Je m’empressai alors de remplir une panelle de vin, et je m’en fus l’offrir, instinctivement sans doute, à celle des trois jeunes Malgaches dont la danse m’avait le plus séduit. Elle accepta en me remerciant avec un sourire qui valait à lui seul tout un long discours.

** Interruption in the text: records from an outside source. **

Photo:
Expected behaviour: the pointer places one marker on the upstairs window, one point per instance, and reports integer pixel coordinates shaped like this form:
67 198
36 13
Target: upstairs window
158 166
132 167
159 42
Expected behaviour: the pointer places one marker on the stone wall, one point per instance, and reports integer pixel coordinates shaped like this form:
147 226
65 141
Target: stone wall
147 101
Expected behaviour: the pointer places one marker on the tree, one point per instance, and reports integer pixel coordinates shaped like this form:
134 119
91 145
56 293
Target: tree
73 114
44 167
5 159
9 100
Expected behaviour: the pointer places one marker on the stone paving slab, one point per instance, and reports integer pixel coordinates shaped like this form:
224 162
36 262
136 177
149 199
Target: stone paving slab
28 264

François et Bernard exécutèrent, de leur côté, une manœuvre semblable à la mienne et obtinrent une même récompense pour leurs soins.

Après que la jeune fille eut vidé d’un seul trait la large panelle de vin, elle me la rendit en me disant fort distinctement :

— Thank you my sweethart.

Je restai ébahi devant ces mots de mauvais anglais.

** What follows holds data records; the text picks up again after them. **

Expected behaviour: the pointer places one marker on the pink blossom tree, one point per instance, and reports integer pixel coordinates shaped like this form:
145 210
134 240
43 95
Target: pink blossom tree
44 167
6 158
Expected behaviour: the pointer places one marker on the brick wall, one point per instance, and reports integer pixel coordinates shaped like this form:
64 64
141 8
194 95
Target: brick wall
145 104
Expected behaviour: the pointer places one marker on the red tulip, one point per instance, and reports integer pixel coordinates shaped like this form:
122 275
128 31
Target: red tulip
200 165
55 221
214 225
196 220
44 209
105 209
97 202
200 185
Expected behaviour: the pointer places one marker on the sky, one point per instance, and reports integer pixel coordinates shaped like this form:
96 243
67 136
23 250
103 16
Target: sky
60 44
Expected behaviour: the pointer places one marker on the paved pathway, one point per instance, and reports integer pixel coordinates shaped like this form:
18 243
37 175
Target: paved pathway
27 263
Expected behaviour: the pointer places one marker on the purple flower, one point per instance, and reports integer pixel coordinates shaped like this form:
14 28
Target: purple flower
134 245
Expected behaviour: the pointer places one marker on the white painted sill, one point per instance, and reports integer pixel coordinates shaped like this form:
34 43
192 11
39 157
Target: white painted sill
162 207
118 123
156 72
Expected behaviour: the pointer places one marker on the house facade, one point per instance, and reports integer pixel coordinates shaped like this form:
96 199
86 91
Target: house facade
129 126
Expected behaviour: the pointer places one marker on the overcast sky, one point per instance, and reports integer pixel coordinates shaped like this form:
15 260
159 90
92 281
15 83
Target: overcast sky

Ma surprise s’accrut encore en entendant l’une de ses deux compagnes, celle que servait François Poiré, répondre à mon matelot :

— I love you !

— Tiens, s’écria celui-ci, ce jargon-là ne m’a pas l’air de ressembler au malgache… il me semble avoir déjà entendu quelque chose de pareil… Comprenez-vous lieutenant ?

— Oui, c’est de l’anglais !

— De l’anglais ! s’écrièrent mes deux hommes avec une surprise mêlée d’un peu d’effroi.

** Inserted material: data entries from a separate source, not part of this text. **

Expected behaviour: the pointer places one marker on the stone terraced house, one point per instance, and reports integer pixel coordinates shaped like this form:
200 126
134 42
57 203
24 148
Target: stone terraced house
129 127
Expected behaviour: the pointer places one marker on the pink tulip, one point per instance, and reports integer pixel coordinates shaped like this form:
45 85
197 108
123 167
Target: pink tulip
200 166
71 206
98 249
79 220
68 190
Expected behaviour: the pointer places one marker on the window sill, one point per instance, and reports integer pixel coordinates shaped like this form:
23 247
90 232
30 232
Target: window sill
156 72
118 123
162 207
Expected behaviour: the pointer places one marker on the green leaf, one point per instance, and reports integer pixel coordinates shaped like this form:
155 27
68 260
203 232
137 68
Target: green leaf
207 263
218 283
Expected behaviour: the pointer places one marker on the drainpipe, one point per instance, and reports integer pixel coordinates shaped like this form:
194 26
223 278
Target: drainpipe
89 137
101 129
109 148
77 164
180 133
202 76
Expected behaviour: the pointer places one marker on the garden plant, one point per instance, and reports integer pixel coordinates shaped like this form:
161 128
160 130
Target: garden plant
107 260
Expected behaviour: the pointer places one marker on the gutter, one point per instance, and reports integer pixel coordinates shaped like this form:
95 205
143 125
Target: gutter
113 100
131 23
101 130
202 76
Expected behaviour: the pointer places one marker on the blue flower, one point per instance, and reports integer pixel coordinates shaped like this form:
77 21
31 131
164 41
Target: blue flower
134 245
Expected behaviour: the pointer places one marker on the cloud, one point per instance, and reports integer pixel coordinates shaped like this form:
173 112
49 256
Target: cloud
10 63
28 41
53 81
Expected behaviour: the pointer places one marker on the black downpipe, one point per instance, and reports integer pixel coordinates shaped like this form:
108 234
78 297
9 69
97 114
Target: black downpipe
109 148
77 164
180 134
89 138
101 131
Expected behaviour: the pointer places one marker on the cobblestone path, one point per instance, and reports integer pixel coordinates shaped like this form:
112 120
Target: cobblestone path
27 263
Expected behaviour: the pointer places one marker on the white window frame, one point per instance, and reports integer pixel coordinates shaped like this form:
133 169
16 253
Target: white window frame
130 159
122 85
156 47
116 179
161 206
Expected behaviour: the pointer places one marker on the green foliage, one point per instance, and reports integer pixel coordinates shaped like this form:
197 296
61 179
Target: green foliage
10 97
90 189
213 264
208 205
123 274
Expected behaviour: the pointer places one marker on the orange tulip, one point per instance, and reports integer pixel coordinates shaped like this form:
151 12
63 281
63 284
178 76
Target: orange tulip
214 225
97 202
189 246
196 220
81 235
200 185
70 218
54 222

— Tiens ! mais alors, lieutenant, ajouta Bernard, nous ne sommes donc pas les premiers Européens qui aient visité la capitale de Bombetoc ? Ces intrigants d’English qui se glissent partout ont donc déjà pénétré jusqu’ici ? …

— Dame, cela me paraît incontestable… Ce que je crains à présent, c’est que cette visite ne soit récente et qu’elle n’ait été faite par un navire de guerre… En ce cas, Dieu sait si le Mathurin reverra jamais l’île de France !… Mais qu’as-tu donc à réfléchir ainsi, François ? Tu sembles tout triste, tout préoccupé !… Que diable ! un marin ne doit pas se laisser abattre pour si peu… Notre vie est toujours suspendue au bout d’un fil, et cette idée doit nous rendre philosophes.

— Oh ! vous vous trompez, mon lieutenant… je ne pense pas à la possibilité de tomber entre les mains de l’ennemi… Je songe à soutenir l’honneur de notre pays…

— Comment cela, l’honneur de notre pays ?

— Eh ! oui, donc ! songe que nous ne devons pas abandonner Bombetoc sans laisser un souvenir français qui fasse concurrence aux mots d’anglais que viennent de prononcer ces jeunes filles !…

François, après m’avoir fait cette réponse, s’avança vers l’une des danseuses, et la regardant bien en face :

— Petite, lui dit-il, tu vas répéter cette phrase : « J’aime les Parisiens, à bas les Anglais ! », ou je me fâche !

— Voyons, François, dis-je au matelot, laisse cette enfant tranquille, elle est fatiguée, elle doit désirer se retirer… et puis elle ne te comprend pas !

— Elle est fatiguée… j’en conviens, lieutenant… Quant à se retirer…

Le matelot s’interrompit au milieu de sa phrase ; puis, se frappant le front d’un vigoureux revers de main, comme si une idée lumineuse venait de lui traverser le cerveau :

— Ah ! mâtin, s’écria-t-il, je comprends… c’est une bien bonne commère que cette reine de Bombetoc. Oh ! la petite, t’as beau me regarder d’un air étonné, ça m’est plus facile de lire tes pensées dans tes yeux, que de comprendre ton baragouin… Or, puisque nous avons du temps, je finirai bien par t’apprendre ma phrase : « J’aime les Parisiens ! à bas les Anglais ! » Tu verras.

Comme j’étais fatigué, je me jetai sur la natte double qui représentait mon lit, et ne m’occupai plus de François.

Le lendemain matin, vers les dix heures, on vint nous chercher en grande pompe pour nous conduire au Louvre où la reine de Bombetoc nous attendait.